Qui sait si là bas, elle n'a pas retrouvé tous les personnages de tous les livres qu'elle offrait à notre convoitise.
Parmi les livres qui partiront avec moi, il y a les siens. Par dessus mon épaule de lectrice, un visage délicieusement sillonné parfumé au savon de marseille arrose encore et encore les graines semées bien avant le langage. C'est à elle que je dédie les contes et nouvelles de Marcel Aymé.
Ce matin, le soleil m'a appelé sur la terrasse. L'énorme volume s'est ouvert à la page " Trois faits divers " :
Il fait nuit. Un homme fuit. C'est un assassin
Il rencontre un autre homme. C'est un assassin aussi.

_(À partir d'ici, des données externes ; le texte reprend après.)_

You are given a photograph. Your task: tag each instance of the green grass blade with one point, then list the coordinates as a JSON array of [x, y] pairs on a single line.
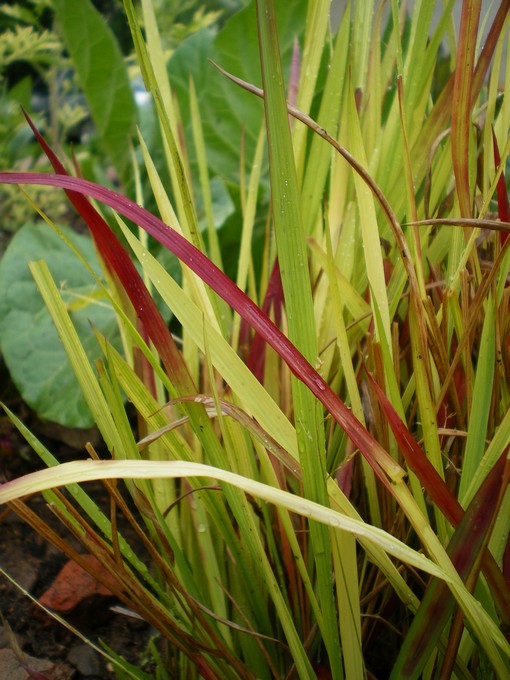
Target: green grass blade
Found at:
[[292, 256]]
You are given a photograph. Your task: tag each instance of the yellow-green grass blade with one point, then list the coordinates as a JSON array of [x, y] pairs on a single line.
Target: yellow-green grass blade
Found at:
[[345, 563], [255, 562], [293, 261], [88, 506], [481, 402], [151, 60], [90, 470], [205, 187], [318, 161], [317, 25], [249, 213], [79, 361], [369, 230], [462, 138], [168, 216], [249, 391]]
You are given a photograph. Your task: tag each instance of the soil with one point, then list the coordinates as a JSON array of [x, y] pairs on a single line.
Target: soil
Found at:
[[32, 643]]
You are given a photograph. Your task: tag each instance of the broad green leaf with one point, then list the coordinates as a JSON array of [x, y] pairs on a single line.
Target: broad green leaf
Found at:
[[228, 112], [32, 350], [102, 74]]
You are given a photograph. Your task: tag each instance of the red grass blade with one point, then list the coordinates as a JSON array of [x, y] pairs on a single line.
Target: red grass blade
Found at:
[[441, 495], [503, 204], [379, 459], [465, 548]]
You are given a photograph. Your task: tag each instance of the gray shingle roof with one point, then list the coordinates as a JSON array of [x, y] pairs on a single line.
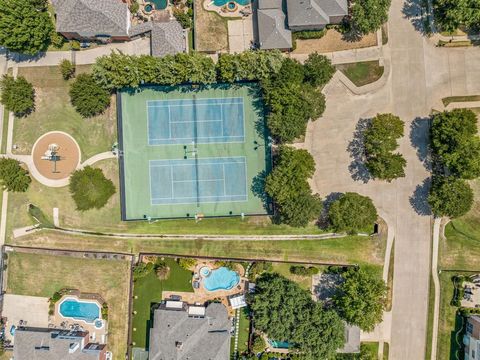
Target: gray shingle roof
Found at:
[[175, 336], [92, 17], [272, 30], [314, 12], [52, 344], [166, 37]]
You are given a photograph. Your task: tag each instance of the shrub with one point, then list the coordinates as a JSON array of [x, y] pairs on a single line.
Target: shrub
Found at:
[[162, 270], [303, 271], [18, 95], [141, 270], [450, 197], [183, 18], [187, 263], [352, 212], [13, 176], [90, 189], [67, 69], [88, 98]]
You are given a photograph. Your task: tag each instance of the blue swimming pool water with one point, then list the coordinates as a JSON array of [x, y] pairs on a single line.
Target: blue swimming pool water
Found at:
[[80, 310], [221, 279], [223, 2]]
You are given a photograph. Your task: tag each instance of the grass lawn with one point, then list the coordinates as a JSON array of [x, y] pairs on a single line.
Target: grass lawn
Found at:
[[42, 275], [365, 251], [53, 111], [211, 30], [362, 73], [148, 290], [305, 282]]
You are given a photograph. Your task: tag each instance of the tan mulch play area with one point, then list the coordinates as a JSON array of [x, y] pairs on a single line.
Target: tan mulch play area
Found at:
[[68, 153]]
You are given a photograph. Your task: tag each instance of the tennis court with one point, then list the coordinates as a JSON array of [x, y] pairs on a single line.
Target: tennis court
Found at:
[[188, 152], [200, 120], [201, 181]]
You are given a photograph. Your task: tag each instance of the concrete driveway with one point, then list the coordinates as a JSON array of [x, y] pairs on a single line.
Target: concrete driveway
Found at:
[[420, 76]]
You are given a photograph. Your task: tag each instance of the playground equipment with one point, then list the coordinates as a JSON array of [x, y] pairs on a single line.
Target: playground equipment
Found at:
[[52, 155]]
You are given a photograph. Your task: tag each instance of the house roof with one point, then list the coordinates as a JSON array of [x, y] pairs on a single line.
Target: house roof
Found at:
[[166, 37], [53, 344], [175, 335], [314, 12], [92, 17], [272, 30]]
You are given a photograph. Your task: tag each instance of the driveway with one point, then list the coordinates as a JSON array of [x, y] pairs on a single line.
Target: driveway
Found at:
[[420, 76]]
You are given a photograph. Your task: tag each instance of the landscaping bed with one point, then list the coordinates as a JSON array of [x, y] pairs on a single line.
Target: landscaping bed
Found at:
[[42, 275]]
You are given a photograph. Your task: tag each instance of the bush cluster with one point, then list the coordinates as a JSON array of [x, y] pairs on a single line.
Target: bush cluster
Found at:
[[287, 185]]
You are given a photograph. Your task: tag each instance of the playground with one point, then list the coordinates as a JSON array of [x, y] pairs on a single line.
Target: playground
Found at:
[[56, 155], [192, 152]]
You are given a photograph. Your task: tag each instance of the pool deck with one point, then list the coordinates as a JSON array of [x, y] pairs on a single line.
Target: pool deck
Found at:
[[96, 335], [201, 295]]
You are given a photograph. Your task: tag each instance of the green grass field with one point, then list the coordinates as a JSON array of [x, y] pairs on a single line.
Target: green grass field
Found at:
[[157, 189], [362, 73], [148, 290], [53, 111], [42, 275]]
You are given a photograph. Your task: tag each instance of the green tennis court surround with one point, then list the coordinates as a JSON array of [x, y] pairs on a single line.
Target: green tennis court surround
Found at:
[[187, 152]]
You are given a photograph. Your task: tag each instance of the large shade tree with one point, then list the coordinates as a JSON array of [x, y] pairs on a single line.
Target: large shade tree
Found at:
[[286, 312], [361, 299], [352, 212], [25, 25], [455, 142]]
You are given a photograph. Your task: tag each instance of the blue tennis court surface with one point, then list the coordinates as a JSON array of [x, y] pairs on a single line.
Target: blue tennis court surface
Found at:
[[200, 120], [209, 180]]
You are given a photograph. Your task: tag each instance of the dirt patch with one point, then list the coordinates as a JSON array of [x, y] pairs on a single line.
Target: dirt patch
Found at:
[[334, 41], [68, 155], [211, 33]]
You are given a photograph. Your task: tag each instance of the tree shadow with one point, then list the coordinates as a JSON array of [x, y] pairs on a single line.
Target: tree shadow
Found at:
[[417, 14], [419, 198], [356, 148], [420, 138], [324, 221]]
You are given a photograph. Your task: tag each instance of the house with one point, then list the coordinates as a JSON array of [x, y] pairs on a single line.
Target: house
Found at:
[[110, 20], [315, 14], [182, 333], [471, 339], [55, 344], [93, 19], [272, 26]]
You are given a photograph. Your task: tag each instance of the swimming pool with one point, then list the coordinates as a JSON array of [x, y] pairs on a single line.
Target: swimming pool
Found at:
[[223, 2], [221, 279], [87, 311]]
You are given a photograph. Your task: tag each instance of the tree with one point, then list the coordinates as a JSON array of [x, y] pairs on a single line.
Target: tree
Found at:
[[352, 212], [368, 16], [88, 98], [67, 69], [25, 25], [455, 142], [318, 69], [361, 299], [450, 196], [452, 14], [18, 95], [286, 312], [380, 140], [90, 189], [13, 176]]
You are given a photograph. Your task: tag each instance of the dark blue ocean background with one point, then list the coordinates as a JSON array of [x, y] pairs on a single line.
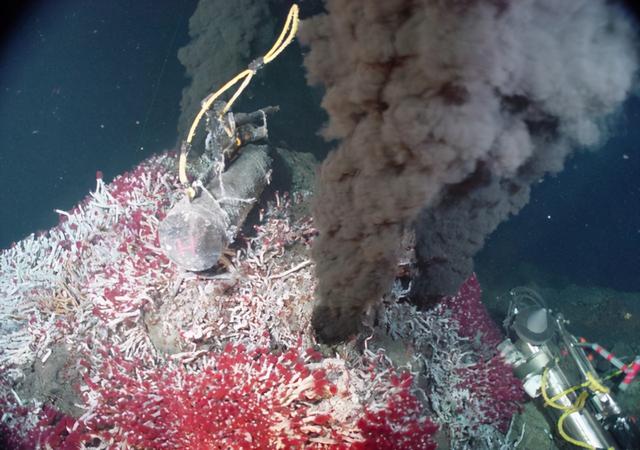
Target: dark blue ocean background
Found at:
[[84, 86], [95, 85]]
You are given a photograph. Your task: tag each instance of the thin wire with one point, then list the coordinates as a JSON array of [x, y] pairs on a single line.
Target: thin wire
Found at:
[[156, 89]]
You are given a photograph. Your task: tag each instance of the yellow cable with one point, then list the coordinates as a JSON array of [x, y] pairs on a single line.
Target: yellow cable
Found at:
[[576, 407], [591, 383], [281, 43], [286, 36]]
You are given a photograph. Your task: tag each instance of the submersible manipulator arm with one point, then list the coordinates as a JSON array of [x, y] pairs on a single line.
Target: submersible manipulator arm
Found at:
[[201, 225]]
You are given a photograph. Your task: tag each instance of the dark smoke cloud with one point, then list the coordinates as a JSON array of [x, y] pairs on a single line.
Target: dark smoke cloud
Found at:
[[452, 108], [225, 37]]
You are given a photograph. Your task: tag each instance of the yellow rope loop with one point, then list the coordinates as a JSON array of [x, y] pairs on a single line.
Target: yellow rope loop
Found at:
[[592, 383], [291, 25], [577, 406], [287, 34]]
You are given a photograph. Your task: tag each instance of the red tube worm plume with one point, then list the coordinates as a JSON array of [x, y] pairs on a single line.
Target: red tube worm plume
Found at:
[[246, 399], [491, 380]]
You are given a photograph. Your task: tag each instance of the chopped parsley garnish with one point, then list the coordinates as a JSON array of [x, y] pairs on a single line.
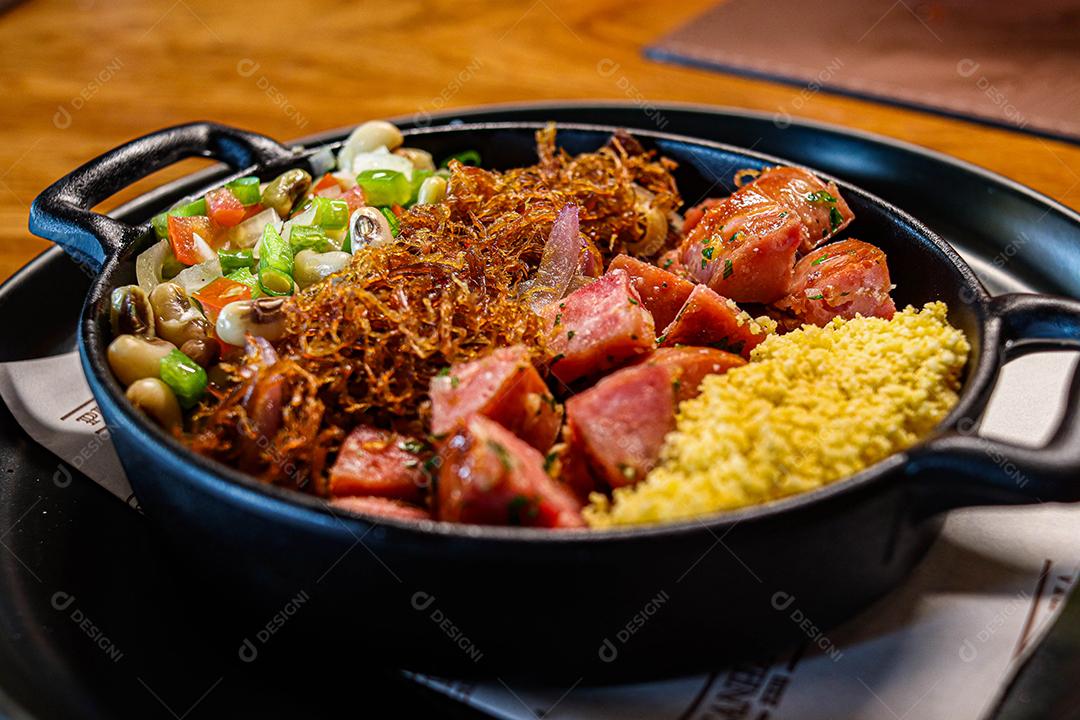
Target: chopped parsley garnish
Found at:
[[413, 446], [835, 218], [730, 348], [522, 507], [431, 465], [821, 197]]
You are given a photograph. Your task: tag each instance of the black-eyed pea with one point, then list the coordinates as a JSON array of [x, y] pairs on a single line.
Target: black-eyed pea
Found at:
[[133, 356], [157, 399]]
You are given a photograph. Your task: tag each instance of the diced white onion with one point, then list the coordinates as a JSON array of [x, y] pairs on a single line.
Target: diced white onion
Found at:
[[148, 266], [381, 159], [198, 276], [322, 161], [248, 232]]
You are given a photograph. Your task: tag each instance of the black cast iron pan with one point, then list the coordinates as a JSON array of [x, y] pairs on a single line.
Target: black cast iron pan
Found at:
[[501, 600]]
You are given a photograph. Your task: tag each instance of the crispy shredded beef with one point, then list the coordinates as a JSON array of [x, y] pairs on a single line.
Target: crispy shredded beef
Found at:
[[362, 345]]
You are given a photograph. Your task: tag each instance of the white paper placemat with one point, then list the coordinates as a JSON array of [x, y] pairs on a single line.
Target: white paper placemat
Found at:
[[943, 646]]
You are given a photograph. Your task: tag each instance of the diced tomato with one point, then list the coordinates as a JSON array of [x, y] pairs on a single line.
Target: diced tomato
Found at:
[[224, 208], [379, 463], [220, 293], [252, 211], [190, 239], [354, 198], [325, 182]]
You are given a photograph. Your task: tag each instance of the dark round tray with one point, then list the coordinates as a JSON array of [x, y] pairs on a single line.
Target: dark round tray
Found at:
[[179, 659]]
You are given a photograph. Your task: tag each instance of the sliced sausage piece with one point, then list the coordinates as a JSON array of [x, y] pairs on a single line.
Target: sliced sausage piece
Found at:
[[709, 320], [840, 280], [662, 293], [378, 462], [688, 366], [692, 216], [380, 506], [597, 327], [820, 206], [503, 386], [489, 476], [743, 247], [620, 423]]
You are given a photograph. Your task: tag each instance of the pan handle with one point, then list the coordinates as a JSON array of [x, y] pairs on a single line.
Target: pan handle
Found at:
[[63, 214], [984, 471]]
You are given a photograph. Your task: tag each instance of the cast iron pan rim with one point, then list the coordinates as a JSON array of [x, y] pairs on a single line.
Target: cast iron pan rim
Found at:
[[224, 480], [806, 123]]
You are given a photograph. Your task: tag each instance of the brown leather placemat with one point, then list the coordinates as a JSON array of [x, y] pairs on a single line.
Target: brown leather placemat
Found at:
[[1007, 63]]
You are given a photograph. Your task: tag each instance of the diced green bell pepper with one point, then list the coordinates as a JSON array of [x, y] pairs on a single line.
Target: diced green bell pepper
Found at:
[[160, 221], [392, 220], [275, 263], [331, 214], [186, 377], [245, 189], [235, 259], [245, 276], [309, 238], [385, 187]]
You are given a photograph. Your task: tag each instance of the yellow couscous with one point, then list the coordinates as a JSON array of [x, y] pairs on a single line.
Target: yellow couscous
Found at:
[[812, 407]]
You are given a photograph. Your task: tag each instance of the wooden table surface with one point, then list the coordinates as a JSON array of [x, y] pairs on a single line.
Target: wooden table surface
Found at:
[[82, 76]]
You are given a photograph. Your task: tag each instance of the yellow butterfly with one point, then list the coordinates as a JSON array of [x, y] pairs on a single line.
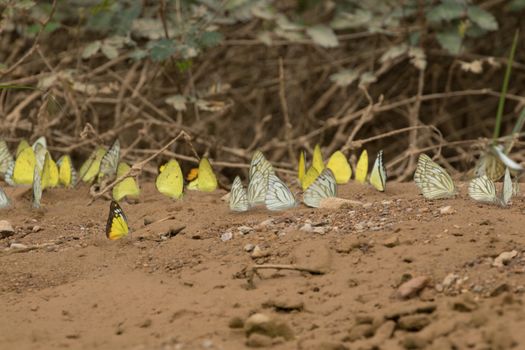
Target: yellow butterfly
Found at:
[[170, 181], [49, 172], [309, 177], [89, 170], [317, 161], [340, 167], [24, 166], [301, 170], [117, 226], [127, 187], [5, 157], [362, 167], [67, 175], [22, 146], [378, 174], [206, 180]]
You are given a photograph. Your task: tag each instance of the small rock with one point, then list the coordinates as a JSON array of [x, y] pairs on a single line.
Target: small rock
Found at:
[[449, 280], [447, 210], [504, 258], [391, 242], [17, 246], [236, 322], [412, 287], [265, 224], [319, 230], [413, 323], [259, 253], [269, 326], [336, 203], [307, 227], [146, 324], [245, 229], [285, 305], [226, 236], [361, 331], [257, 340], [6, 230]]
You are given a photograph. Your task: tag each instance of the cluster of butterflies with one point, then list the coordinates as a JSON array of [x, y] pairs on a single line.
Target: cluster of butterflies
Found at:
[[318, 182], [435, 183]]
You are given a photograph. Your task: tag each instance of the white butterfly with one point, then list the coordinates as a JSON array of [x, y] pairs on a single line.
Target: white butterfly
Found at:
[[5, 157], [433, 181], [324, 186], [278, 195], [37, 188], [238, 197], [4, 200], [109, 163], [483, 189], [260, 168]]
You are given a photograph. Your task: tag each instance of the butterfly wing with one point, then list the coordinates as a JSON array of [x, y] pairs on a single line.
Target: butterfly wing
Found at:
[[22, 145], [37, 187], [170, 180], [67, 175], [117, 226], [5, 157], [301, 168], [24, 167], [340, 167], [278, 195], [238, 196], [324, 186], [257, 187], [378, 174], [483, 189], [317, 161], [206, 180], [259, 164], [109, 163], [433, 181], [310, 177], [4, 200], [362, 167], [507, 192], [127, 187], [49, 173]]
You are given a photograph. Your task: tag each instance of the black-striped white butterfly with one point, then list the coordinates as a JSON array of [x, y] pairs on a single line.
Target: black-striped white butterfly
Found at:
[[238, 196], [324, 186], [278, 195], [433, 181]]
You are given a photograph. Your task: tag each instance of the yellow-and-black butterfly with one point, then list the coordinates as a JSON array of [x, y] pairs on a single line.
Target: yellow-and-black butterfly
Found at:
[[117, 226]]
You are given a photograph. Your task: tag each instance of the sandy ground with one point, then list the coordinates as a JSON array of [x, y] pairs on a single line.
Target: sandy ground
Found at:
[[77, 290]]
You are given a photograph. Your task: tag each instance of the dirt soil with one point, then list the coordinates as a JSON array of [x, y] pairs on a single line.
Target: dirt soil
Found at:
[[72, 288]]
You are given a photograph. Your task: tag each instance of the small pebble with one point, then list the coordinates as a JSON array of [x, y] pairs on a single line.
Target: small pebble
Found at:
[[226, 236]]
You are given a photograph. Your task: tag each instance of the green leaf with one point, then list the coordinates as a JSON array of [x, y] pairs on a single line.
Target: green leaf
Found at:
[[109, 51], [344, 78], [162, 49], [482, 18], [177, 101], [517, 5], [446, 12], [91, 49], [450, 41], [210, 39], [323, 36]]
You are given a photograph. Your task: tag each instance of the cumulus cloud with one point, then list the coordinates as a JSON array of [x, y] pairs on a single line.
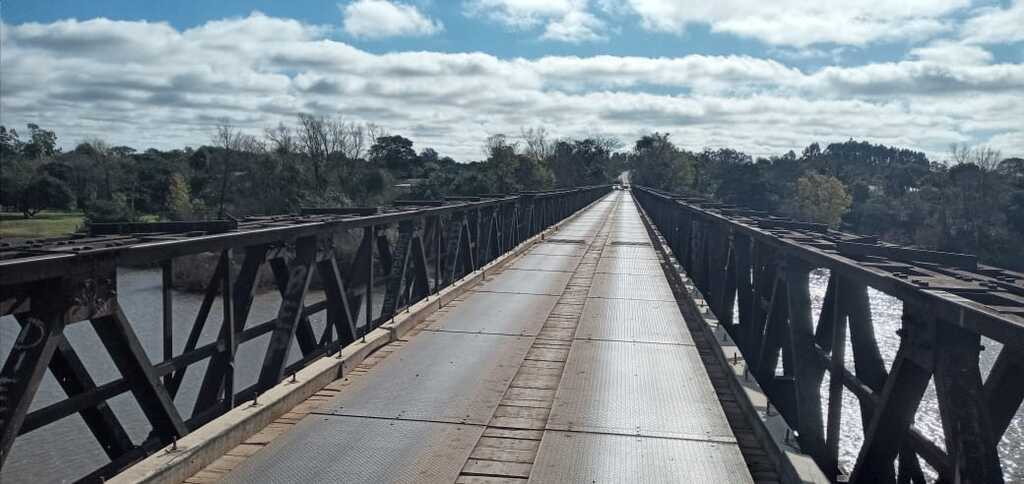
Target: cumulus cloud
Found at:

Ils se racontent, se découvrent semblables, frères en assassinats commis cette nuit de lune, s'épanchent, pleurent sur leurs douleurs respectives :
" - Il faut penser à tous les malheureux comme nous qui courent entre la nuit et les bois, ou qui se cachent dans un coin, parce qu'un couteau ou une hache se trouvait à portée de leurs mains au moment qu'ils étaient en colère contre leurs femmes, contre un ami, contre une belle-mère, ou encore au moment qu'ils avaient besoin d'argent. Il y en a tu sais, il y en a..."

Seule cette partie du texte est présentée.